Network Time Security Is Enabled by Default
The same Ubuntu 26.04 notes say NTS, authenticated and encrypted NTP, uses Ubuntu time servers by default. RFC 8915 defines Network Time Security as a TLS-based key-establishment and authentication mechanism for NTP client-server synchronization. For operators, this means time sync is no longer just a UDP/123 reachability check: NTS key establishment also needs TCP/4460 access, and the chrony project lists blocked TCP/4460 as a common cause of failed NTS authentication.
Unix Timestamps Still Depend on a Correct Clock
The Unix epoch did not change, and UTC instants still remain the right storage shape for most event data. The practical change is that the local machine clock feeding those instants may be synchronized by a different client with different security and network behavior. If chrony cannot reach its configured sources, calls such as Date.now(), time(), database CURRENT_TIMESTAMP defaults, log timestamps, token expiry checks, and build reproducibility markers can drift even though their timestamp format is unchanged.

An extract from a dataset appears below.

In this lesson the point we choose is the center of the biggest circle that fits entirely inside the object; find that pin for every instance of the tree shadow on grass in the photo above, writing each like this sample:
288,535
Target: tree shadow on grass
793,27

WSL and Upgrades Need Separate Checks
Ubuntu documents a separate WSL path. Ubuntu on WSL follows the platform-wide migration to chrony, but WSL also has Hyper-V implicit time synchronization. The WSL documentation says chrony can report drift by default inside WSL, but it cannot modify the system clock without extra configuration; using chrony and Hyper-V against different time sources can also create clock-skew surprises. That makes upgraded laptops, containers, WSL development environments, and CI images worth checking separately from fresh Ubuntu 26.04 server installs.
What Developers Should Check
Treat the Ubuntu 26.04 upgrade as a time-source review, not just a package refresh. Confirm which daemon is active with timedatectl and chronyc, verify NTS reachability through firewalls and proxies, and check whether base images inherit systemd-timesyncd or chrony. Keep storing application instants as UTC or Unix epoch values, but add deployment checks that fail when the host clock is unsynchronized or drifting. For services that compare timestamps across hosts, review alert thresholds around boot, suspend/resume, WSL startup, container launch, and network partitions where clock discipline is most likely to be temporarily wrong.